Fall of the financial family
2006/2007: Sean Quinn begins building a stake in Anglo Irish Bank, a gamble that costs him about €3bn.
March 2010: The Central Bank appoints a temporary administrator to take control of Quinn Insurance after learning the insurer's assets were used to guarantee loans for Quinn's Anglo gamble.
April 13, 2011: Anglo seizes control of the Quinn Group, enforcing guarantees granted by the Quinn children when their father borrowed for the Anglo share bet. The Quinn hotels and international property companies are also seized.
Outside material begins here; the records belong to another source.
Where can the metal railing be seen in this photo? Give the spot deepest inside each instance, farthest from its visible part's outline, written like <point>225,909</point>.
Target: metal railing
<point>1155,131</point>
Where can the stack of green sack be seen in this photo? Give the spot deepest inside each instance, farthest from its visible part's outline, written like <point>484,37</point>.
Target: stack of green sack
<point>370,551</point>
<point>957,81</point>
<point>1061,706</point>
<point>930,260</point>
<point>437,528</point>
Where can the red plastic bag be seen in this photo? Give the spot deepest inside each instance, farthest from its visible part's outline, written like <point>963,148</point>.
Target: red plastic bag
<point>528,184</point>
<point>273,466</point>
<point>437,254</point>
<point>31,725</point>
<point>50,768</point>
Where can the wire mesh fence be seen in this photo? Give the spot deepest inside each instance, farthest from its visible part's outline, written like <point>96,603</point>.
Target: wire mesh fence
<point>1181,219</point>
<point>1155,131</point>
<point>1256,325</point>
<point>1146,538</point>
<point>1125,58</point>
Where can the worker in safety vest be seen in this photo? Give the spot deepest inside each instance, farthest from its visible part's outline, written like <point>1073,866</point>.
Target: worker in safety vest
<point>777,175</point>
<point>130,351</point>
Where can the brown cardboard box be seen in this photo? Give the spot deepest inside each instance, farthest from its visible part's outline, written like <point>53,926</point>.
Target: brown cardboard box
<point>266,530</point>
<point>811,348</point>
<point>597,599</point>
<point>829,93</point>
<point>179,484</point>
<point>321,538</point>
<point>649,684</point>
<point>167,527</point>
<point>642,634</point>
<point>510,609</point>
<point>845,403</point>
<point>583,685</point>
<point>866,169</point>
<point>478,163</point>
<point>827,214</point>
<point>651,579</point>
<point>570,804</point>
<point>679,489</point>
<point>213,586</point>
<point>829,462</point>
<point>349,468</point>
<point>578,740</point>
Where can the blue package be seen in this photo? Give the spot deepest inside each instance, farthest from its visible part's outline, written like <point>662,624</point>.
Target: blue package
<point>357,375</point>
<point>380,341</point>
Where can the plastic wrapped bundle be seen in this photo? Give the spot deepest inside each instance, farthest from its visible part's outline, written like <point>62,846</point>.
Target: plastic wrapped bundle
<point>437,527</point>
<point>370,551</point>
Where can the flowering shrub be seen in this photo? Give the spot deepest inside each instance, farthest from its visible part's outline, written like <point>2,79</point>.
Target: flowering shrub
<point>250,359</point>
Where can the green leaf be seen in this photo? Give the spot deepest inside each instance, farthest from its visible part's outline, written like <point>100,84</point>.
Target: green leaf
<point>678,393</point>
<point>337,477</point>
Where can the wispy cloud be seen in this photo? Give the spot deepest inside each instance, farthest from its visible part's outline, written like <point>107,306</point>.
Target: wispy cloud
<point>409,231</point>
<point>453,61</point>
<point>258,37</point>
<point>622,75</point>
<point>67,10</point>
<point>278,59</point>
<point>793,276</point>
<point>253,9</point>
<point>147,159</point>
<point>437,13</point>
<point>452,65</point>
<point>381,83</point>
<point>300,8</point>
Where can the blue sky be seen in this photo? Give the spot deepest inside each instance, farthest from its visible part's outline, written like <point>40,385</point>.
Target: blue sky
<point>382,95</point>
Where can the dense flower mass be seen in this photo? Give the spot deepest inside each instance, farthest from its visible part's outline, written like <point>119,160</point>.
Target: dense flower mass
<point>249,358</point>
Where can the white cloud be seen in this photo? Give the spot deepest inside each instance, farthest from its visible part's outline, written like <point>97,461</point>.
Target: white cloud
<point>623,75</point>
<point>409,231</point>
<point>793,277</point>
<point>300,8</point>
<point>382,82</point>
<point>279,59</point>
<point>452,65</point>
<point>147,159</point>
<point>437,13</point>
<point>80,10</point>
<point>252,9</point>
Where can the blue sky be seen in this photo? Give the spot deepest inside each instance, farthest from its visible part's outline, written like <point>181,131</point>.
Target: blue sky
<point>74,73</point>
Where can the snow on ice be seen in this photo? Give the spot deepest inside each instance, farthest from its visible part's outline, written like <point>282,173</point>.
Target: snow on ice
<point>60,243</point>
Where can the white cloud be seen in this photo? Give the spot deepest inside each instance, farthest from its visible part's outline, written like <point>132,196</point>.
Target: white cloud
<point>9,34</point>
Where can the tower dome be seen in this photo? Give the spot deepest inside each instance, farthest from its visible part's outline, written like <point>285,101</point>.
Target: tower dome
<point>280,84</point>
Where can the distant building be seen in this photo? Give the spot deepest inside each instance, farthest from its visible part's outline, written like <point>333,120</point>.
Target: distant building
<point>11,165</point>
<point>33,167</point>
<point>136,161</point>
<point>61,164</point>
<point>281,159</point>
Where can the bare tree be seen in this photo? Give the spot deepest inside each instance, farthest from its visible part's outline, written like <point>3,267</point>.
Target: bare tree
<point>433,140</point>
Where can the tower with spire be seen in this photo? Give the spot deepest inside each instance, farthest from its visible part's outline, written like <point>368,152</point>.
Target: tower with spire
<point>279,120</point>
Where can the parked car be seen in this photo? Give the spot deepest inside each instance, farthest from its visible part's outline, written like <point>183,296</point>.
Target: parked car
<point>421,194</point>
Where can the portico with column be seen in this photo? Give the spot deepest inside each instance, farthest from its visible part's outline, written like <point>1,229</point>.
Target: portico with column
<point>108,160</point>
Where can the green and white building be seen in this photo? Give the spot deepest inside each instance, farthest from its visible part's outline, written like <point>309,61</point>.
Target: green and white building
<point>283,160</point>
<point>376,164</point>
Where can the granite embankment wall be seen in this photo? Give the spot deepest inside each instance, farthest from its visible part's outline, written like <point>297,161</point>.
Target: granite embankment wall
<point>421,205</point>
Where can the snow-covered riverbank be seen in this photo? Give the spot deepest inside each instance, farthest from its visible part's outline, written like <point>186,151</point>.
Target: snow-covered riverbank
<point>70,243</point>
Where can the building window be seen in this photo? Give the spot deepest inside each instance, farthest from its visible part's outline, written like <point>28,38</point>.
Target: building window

Summer 2011: The Quinn children begin a lawsuit against the bank, claiming the seizure of the Quinn Group was illegal. Anglo Irish Bank obtains a court order in Dublin on June 27 banning the family from interfering with the international property portfolio.
February 2012: Anglo (now known as IBRC) begins contempt of court proceedings against Sean Quinn, his son Sean Jnr and his nephew Peter Darragh Quinn, alleging they have broken the June court order. A Dublin hearing is held in March.
June 26, 2012: A High Court judge finds the three Quinns guilty of contempt of court, and orders them to reverse transfers of property assets.
July 20, 2012: A judge finds the Quinns did not do enough to restore international property assets to IBRC's control. Sean Quinn Jnr and Peter Darragh Quinn are sentenced to three months in jail, Sean Quinn Snr is given more time to purge his contempt.